=============
Python-Blosc2
=============
A Python wrapper for the extremely fast Blosc2 compression library
==================================================================
:Author: The Blosc development team
:Contact: blosc@blosc.org
:Github: https://github.com/Blosc/python-blosc2
:Actions: |actions|
:PyPi: |version|
:NumFOCUS: |numfocus|
:Code of Conduct: |Contributor Covenant|
.. |version| image:: https://img.shields.io/pypi/v/blosc2.png
:target: https://pypi.python.org/pypi/blosc2
.. |Contributor Covenant| image:: https://img.shields.io/badge/Contributor%20Covenant-v2.0%20adopted-ff69b4.svg
:target: https://github.com/Blosc/community/blob/master/code_of_conduct.md
.. |numfocus| image:: https://img.shields.io/badge/powered%20by-NumFOCUS-orange.svg?style=flat&colorA=E1523D&colorB=007D8A
:target: https://numfocus.org
.. |actions| image:: https://github.com/Blosc/python-blosc2/actions/workflows/build.yml/badge.svg
:target: https://github.com/Blosc/python-blosc2/actions/workflows/build.yml
What it is
==========
`C-Blosc2 <https://github.com/Blosc/c-blosc2>`_ is the new major version of
`C-Blosc <https://github.com/Blosc/c-blosc>`_, and is backward compatible with
both the C-Blosc1 API and its in-memory format. Python-Blosc2 is a Python package
that wraps C-Blosc2, the newest version of the Blosc compressor.

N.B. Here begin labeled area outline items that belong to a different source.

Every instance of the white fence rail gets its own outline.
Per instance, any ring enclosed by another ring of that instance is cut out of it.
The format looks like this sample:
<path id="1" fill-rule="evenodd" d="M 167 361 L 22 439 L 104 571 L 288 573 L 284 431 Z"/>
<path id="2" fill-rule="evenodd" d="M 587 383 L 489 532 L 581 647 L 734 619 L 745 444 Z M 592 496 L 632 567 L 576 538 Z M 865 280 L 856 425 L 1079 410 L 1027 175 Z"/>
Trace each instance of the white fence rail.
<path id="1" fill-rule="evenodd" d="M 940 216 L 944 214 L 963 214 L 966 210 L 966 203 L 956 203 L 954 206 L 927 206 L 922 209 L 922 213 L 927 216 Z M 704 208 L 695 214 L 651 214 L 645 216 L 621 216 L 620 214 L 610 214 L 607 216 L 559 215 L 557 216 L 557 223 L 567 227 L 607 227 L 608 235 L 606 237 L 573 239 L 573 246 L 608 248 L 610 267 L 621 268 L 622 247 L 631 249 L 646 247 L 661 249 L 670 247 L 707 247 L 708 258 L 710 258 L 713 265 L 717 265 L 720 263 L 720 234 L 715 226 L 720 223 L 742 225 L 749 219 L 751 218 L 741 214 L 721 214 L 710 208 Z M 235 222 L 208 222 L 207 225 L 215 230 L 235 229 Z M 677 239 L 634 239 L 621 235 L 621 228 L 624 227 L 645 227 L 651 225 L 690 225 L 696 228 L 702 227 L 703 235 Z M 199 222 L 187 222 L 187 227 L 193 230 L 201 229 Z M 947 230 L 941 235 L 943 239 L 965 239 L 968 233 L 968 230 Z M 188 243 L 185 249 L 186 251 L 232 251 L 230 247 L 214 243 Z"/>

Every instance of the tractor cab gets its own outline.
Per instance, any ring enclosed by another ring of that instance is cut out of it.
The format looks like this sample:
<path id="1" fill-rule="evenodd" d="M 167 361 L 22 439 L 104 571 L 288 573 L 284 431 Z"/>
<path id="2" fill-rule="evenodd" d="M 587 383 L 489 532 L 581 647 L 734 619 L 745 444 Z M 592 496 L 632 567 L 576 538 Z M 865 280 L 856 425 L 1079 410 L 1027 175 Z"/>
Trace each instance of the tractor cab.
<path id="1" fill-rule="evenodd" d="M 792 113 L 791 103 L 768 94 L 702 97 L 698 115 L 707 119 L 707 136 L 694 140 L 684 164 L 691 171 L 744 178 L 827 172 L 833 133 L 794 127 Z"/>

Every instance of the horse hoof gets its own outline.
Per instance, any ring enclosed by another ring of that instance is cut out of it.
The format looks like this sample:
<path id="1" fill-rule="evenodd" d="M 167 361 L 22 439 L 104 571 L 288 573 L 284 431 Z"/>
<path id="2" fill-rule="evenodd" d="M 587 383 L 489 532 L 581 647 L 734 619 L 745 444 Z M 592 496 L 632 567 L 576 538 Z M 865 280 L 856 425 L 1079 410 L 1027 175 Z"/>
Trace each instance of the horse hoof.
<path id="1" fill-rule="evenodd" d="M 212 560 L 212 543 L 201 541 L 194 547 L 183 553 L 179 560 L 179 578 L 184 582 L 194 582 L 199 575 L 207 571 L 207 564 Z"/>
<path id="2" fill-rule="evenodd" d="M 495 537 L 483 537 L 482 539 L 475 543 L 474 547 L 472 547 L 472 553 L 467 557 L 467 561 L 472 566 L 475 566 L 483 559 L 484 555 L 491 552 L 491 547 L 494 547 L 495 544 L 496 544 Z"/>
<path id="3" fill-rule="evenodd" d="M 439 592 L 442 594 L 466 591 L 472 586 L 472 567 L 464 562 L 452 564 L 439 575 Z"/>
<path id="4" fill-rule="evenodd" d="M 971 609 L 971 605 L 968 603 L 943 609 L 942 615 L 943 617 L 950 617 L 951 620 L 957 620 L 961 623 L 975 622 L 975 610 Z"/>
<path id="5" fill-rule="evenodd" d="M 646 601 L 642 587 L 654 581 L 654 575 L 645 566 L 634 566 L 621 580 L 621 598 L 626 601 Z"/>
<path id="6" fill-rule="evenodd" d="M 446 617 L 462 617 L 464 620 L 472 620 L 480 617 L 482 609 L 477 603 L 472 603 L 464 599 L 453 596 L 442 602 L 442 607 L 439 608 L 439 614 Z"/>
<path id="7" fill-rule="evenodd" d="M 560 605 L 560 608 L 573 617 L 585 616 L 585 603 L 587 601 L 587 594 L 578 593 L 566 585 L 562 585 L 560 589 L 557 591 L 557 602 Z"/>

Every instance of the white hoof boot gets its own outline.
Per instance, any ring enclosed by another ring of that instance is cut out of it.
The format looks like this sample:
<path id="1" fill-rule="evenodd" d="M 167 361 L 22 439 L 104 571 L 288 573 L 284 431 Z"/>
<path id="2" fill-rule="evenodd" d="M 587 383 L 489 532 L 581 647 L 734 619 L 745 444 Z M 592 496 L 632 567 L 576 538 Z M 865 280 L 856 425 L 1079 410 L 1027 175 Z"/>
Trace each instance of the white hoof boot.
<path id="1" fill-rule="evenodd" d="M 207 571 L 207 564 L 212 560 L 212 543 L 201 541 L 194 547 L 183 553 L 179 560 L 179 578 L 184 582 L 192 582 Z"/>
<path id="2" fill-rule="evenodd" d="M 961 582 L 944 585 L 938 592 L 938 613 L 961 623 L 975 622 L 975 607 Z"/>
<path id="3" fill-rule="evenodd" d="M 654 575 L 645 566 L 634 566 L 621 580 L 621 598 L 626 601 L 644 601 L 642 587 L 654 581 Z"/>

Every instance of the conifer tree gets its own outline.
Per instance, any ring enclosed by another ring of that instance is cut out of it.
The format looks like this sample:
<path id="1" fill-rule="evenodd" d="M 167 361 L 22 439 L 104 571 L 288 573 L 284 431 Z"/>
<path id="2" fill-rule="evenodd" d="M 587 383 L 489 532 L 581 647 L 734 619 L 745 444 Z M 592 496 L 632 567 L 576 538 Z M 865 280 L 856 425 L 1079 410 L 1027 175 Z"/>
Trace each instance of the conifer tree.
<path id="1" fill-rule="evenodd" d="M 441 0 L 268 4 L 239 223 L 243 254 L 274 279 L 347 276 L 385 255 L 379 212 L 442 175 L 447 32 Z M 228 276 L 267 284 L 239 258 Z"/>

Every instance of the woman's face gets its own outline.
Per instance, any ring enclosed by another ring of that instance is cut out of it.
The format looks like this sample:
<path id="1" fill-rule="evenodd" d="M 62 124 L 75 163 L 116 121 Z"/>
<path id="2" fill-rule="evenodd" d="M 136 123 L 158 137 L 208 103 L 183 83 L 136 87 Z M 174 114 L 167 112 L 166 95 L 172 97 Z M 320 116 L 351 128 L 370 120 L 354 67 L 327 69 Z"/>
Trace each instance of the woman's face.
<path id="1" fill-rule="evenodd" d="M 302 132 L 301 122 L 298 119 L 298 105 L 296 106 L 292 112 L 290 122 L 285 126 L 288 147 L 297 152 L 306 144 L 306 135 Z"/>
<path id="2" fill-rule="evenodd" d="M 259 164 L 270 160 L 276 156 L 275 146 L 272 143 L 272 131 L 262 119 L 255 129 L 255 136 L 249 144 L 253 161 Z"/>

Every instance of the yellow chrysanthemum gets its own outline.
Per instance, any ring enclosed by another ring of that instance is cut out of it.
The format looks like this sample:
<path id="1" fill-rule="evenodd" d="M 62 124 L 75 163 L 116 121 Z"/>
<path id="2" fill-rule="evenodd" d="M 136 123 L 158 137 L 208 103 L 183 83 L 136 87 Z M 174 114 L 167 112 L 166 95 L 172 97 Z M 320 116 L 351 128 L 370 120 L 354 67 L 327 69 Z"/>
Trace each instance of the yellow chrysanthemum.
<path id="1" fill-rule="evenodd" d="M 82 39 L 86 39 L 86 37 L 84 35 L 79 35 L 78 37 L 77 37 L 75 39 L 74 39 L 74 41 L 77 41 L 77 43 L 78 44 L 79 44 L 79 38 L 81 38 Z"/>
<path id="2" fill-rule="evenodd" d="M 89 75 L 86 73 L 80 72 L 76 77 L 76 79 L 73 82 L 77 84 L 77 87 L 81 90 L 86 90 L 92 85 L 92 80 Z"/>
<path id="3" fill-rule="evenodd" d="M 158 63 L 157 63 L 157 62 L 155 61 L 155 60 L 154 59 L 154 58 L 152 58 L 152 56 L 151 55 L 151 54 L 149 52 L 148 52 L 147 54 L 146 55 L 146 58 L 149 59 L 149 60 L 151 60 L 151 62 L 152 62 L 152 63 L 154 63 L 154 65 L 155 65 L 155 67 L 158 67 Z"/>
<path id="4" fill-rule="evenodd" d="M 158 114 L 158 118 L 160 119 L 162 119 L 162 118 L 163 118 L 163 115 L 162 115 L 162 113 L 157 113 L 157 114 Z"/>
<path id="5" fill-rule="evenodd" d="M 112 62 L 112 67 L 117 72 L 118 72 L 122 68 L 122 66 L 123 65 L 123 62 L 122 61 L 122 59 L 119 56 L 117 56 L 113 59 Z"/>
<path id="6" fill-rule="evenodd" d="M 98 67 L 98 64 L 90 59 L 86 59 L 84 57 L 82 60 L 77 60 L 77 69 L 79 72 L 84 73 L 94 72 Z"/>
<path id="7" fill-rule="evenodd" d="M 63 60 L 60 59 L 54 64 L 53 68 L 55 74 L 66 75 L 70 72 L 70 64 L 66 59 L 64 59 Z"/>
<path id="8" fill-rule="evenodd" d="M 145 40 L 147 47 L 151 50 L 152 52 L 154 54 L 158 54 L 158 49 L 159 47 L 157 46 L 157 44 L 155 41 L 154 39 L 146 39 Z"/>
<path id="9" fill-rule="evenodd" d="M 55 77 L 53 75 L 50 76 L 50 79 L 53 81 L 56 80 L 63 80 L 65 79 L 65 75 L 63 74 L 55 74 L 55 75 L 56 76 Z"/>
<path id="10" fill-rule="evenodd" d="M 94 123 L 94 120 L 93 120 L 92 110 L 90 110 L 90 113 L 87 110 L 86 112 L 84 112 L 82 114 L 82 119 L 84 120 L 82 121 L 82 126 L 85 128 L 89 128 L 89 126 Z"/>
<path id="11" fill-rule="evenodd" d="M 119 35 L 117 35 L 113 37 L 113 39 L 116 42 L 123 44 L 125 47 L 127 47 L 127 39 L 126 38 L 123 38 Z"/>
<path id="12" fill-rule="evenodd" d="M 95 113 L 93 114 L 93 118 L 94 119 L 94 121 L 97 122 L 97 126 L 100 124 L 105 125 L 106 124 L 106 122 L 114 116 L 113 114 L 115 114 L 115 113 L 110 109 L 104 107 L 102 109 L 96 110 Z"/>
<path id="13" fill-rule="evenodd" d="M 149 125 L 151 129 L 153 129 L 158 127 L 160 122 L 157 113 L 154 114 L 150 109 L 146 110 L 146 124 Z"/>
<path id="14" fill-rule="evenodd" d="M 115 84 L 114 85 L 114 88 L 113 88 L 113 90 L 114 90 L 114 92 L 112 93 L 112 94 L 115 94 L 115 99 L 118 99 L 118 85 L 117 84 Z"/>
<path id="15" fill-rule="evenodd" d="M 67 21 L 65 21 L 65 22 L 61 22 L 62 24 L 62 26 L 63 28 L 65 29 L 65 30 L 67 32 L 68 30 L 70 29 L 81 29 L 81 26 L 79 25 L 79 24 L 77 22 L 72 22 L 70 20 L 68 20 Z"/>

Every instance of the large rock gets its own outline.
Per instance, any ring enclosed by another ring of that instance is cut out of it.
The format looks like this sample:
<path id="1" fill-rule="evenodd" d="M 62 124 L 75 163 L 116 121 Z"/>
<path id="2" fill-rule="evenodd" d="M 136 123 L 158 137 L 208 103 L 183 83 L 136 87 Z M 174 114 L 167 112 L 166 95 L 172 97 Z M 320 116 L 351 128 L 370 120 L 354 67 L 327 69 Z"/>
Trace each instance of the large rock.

Currently Python-Blosc2 already reproduces the API of
`Python-Blosc <https://github.com/Blosc/python-blosc>`_, so it can be
used as a drop-in replacement. However, there are a `few exceptions
for a full compatibility.
<https://github.com/Blosc/python-blosc2/blob/main/RELEASE_NOTES.md#changes-from-python-blosc-to-python-blosc2>`_
In addition, Python-Blosc2 aims to leverage the new C-Blosc2 API so as to support
super-chunks, multi-dimensional arrays
(`NDArray <https://www.blosc.org/python-blosc2/reference/ndarray_api.html>`_),
serialization and other bells and whistles introduced in C-Blosc2. Although
this is always and endless process, we have already catch up with most of the
C-Blosc2 API capabilities.
**Note:** Python-Blosc2 is meant to be backward compatible with Python-Blosc data.
That means that it can read data generated with Python-Blosc, but the opposite
is not true (i.e. there is no *forward* compatibility).
SChunk: a 64-bit compressed store
=================================
`SChunk` is the simple data container that handles setting, expanding and getting
data and metadata. Contrarily to chunks, a super-chunk can update and resize the data
that it contains, supports user metadata, and it does not have the 2 GB storage limitation.
Additionally, you can convert a SChunk into a contiguous, serialized buffer (aka
`cframe <https://github.com/Blosc/c-blosc2/blob/main/README_CFRAME_FORMAT.rst>`_)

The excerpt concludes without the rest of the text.